Councilor Klarissa Peña said these types of laws target people of color. She said she wished laws were fair for everybody. Councilor Sanchez went on the defensive and said in his 26 years on the force he never saw any officer do anything to target people of color. Councilor Brook Bassan said she is not a fan of duplicating laws and asked what the urgency was.
The bill will be back at the April 4 meeting for more debate and posturing.
-Among the items deferred was a bill to rescind the 1/8th of one percent Hold Harmless Gross Receipts Tax and dedicate 60 percent of the revenues for public safety and 40% used for addressing homelessness.

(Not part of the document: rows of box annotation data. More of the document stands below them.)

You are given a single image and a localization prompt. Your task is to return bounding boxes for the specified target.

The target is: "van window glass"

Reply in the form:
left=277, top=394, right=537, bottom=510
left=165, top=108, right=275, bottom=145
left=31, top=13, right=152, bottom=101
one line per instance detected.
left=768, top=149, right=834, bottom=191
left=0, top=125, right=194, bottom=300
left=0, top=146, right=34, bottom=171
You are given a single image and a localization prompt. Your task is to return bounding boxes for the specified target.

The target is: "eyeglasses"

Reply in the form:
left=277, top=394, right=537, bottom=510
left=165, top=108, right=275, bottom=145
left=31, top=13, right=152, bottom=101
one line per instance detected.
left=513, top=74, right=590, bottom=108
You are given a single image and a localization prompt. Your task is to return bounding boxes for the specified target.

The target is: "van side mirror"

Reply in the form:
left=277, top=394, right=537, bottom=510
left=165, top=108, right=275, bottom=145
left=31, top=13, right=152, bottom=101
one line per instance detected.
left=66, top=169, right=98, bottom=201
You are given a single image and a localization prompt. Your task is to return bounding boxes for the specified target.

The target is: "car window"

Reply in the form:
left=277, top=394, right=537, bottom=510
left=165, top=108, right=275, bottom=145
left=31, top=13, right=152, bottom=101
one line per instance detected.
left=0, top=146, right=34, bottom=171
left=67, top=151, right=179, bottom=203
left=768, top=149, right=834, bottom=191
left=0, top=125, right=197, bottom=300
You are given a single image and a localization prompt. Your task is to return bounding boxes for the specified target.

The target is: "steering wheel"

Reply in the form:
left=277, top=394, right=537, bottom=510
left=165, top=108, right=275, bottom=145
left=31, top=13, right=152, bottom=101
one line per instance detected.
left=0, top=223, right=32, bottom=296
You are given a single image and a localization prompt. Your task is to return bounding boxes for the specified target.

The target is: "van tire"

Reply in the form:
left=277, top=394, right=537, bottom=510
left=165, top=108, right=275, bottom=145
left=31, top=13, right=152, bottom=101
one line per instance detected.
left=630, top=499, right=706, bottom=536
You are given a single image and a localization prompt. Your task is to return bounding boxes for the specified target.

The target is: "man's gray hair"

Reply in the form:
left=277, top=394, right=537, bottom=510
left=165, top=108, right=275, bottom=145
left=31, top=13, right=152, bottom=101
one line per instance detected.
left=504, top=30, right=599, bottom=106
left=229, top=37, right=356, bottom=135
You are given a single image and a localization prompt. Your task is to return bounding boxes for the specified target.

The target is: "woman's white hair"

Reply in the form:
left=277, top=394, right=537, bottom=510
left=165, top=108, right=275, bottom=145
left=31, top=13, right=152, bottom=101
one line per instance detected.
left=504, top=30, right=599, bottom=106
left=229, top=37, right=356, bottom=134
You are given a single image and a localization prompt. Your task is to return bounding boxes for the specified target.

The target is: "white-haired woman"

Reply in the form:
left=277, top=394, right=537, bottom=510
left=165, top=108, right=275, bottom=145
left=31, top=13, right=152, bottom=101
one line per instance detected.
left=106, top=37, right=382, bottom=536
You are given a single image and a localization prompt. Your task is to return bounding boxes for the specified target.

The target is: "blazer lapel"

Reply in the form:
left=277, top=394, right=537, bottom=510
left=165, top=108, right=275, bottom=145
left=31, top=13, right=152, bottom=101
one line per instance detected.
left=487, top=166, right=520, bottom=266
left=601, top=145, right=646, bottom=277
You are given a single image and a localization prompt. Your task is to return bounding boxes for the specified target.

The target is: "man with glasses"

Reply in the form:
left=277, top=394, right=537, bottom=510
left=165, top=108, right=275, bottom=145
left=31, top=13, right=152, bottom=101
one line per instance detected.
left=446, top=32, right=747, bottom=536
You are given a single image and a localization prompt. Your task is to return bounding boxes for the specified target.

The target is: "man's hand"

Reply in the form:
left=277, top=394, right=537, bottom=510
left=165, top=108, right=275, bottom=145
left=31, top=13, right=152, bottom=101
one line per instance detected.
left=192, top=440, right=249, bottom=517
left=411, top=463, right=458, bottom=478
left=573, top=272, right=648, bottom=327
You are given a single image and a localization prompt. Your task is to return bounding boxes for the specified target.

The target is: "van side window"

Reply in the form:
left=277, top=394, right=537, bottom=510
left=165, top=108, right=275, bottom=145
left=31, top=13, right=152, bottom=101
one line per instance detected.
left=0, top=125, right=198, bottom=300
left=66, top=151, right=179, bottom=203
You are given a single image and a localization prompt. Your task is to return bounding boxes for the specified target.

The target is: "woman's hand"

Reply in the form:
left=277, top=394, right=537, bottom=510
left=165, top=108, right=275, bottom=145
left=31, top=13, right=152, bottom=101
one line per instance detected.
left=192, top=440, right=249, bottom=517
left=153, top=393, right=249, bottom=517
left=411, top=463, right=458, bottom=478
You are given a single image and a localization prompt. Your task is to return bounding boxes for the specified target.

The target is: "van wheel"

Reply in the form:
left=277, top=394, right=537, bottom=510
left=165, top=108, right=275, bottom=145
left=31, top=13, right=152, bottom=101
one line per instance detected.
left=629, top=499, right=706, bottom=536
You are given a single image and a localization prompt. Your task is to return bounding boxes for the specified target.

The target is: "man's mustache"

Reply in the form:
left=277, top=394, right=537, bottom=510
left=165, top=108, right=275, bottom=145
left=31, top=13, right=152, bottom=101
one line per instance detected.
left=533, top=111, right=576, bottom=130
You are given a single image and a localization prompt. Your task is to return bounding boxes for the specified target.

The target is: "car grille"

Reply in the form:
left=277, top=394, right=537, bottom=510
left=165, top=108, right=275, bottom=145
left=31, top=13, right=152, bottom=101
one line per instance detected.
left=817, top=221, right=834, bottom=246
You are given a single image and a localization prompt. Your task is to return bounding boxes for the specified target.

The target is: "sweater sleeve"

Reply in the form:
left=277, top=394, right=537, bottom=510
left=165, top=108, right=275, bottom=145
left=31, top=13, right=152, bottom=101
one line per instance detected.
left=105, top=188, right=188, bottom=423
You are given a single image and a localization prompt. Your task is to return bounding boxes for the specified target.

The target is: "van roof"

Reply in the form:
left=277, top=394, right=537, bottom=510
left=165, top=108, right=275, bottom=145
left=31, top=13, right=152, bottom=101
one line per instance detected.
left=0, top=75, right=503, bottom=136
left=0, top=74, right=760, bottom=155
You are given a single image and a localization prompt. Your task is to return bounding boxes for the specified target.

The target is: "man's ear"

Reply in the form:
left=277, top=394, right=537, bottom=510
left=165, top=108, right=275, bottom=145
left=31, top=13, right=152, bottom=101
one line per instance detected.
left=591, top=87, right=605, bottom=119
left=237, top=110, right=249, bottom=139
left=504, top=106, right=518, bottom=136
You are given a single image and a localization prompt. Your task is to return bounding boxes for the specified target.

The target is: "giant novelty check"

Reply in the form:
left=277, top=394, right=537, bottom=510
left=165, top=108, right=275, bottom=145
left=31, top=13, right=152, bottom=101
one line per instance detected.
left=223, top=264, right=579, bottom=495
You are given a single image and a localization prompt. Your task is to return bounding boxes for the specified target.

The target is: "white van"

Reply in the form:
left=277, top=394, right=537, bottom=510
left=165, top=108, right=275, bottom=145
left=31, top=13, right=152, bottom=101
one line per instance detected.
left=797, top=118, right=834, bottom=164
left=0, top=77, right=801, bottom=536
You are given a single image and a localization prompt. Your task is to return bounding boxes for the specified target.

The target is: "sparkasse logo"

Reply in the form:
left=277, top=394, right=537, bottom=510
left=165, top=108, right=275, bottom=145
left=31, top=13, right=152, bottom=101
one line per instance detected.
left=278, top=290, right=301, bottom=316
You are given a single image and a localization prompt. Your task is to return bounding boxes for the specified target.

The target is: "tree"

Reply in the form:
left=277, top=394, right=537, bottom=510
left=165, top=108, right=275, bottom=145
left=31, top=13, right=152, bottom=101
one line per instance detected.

-Councilors approved establishing an Albuquerque Tourism Marketing District which is a business improvement district aimed at expanding marketing and destination development to support and increase travel tourism for lodging businesses.
-Two projects received Local Economic Development Act funding. Aspen and Autumn, LLC, a food and beverage distributor, received $750,000 in state LEDA funds and $250,000 from the city’s LEDA funds. Pajarito Power received $275,000 from the state and $25,000 from the city’s LEDA coffer.
-Public comment centered around the plastic bag ban that the Council did away with at the last meeting. Comments were encouraging the Mayor to veto the bill because plastic bags damage the environment in many ways. There were no plastic bags on the agenda this time but maybe the bag veto will be a showdown at the next meeting.
-Four people stepped up to take seats on the city’s boards and commissions. Raven Begay will sit on the Commission on American Indian and Alaska Native Affairs; Marc Limmany to the Airport Advisory Board; Jane L. McGuigan to the Cable, Internet and PEG Advisory Board and Christopher Maestas to the Information Services Committee.
The next meeting of the City Council is set for a live in-person meeting at 5 pm on April 4. Attend in person or watch it at GOV-TV at cabq.gov or on Comcast Cable Channel 16 or on the city’s YouTube channel.